Most LinkedIn posts about AI right now are written by AI. You can tell. Same rhythm in every post. Em-dashes everywhere. Fake-confident takes from people who've never run a P&L.

13 years running commercial operations across CEE. 8 markets. 4 industries. Country Manager, Commercial Director, GM, with full P&L. I've started markets from zero. I've taken over teams that were already broken. I've taken a FinTech licensing all the way through filing with the National Bank and PwC. I've rebuilt commercial engines that had stalled.
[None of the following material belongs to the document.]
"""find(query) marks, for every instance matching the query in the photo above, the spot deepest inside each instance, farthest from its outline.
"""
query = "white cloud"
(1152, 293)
I've made the hires that worked and the hires that didn't.

I've also spent the last 18 months using AI hard in this work. Not for content. For execution. So here's what I actually see. And what I tell CEOs who come to me asking for "AI-powered sales."

Where AI changed my work

I'll be honest. I was late to this. I started using ChatGPT seriously in 2024. Then I found Claude, and that changed things. Not "made my workflow nicer" changed. Different work, different speed, different output.
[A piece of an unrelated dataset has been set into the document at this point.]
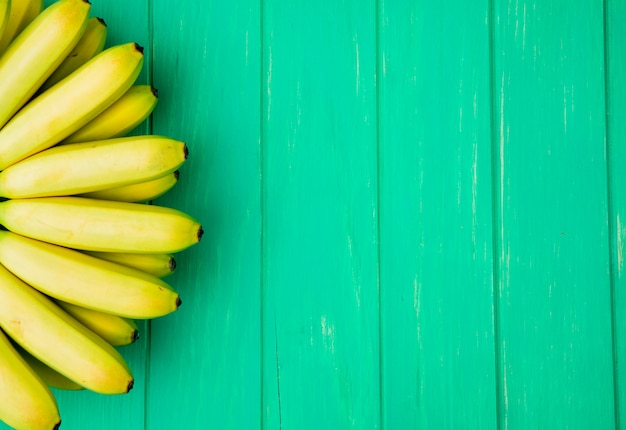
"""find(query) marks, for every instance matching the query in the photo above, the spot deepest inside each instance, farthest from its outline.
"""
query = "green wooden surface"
(414, 216)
The change isn't where the hype is. The hype is on "AI sells for you," "AI books your meetings," "AI replaces your SDR." That's not what's happening. At least not at quality. What's happening is that the work that used to take weeks of analyst time, multiple tools, and constant supervision now takes days.
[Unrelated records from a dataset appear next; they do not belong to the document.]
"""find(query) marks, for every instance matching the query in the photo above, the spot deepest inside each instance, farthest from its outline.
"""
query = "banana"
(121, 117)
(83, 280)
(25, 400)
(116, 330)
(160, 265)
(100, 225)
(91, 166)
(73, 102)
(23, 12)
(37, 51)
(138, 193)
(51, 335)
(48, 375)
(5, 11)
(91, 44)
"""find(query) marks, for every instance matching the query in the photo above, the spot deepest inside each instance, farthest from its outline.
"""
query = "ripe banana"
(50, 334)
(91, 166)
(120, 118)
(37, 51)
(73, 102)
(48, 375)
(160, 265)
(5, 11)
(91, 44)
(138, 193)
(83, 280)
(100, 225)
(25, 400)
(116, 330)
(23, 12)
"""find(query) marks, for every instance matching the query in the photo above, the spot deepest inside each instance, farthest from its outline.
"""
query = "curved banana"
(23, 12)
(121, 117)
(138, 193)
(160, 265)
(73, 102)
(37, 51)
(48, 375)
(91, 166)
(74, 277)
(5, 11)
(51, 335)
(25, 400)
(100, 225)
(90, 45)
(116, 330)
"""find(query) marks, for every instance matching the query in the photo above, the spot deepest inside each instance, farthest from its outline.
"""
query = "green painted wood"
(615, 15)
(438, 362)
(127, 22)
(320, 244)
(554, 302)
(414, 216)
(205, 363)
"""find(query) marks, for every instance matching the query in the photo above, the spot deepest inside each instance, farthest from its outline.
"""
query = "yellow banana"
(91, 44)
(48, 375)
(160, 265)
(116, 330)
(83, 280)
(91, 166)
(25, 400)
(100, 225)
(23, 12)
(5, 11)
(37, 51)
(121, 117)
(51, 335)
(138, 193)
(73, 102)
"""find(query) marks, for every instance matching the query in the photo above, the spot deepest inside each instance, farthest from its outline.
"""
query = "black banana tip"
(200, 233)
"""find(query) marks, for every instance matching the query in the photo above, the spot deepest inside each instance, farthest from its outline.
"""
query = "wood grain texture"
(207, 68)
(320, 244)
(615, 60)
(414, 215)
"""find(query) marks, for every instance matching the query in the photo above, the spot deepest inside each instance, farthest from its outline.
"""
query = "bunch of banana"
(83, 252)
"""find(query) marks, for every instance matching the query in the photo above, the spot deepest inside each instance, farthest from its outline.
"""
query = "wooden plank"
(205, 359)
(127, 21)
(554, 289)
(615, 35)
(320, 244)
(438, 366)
A real example. Romanian market entry, last year. The ICP work — figuring out who actually buys, why, with what budget, against which alternatives. Historically takes me 3-4 weeks. We did it in 8 days. Not sloppier. Better. Because we could enrich account data at a scale that wasn't economically possible before.

Outbound is where it's most visible. The personalisation that used to need an exhausted SDR writing his fortieth message of the day. That's done faster now. And often at higher quality. We've run 60-day pipeline builds in CEE markets where the outbound was sharper than what manual teams produced.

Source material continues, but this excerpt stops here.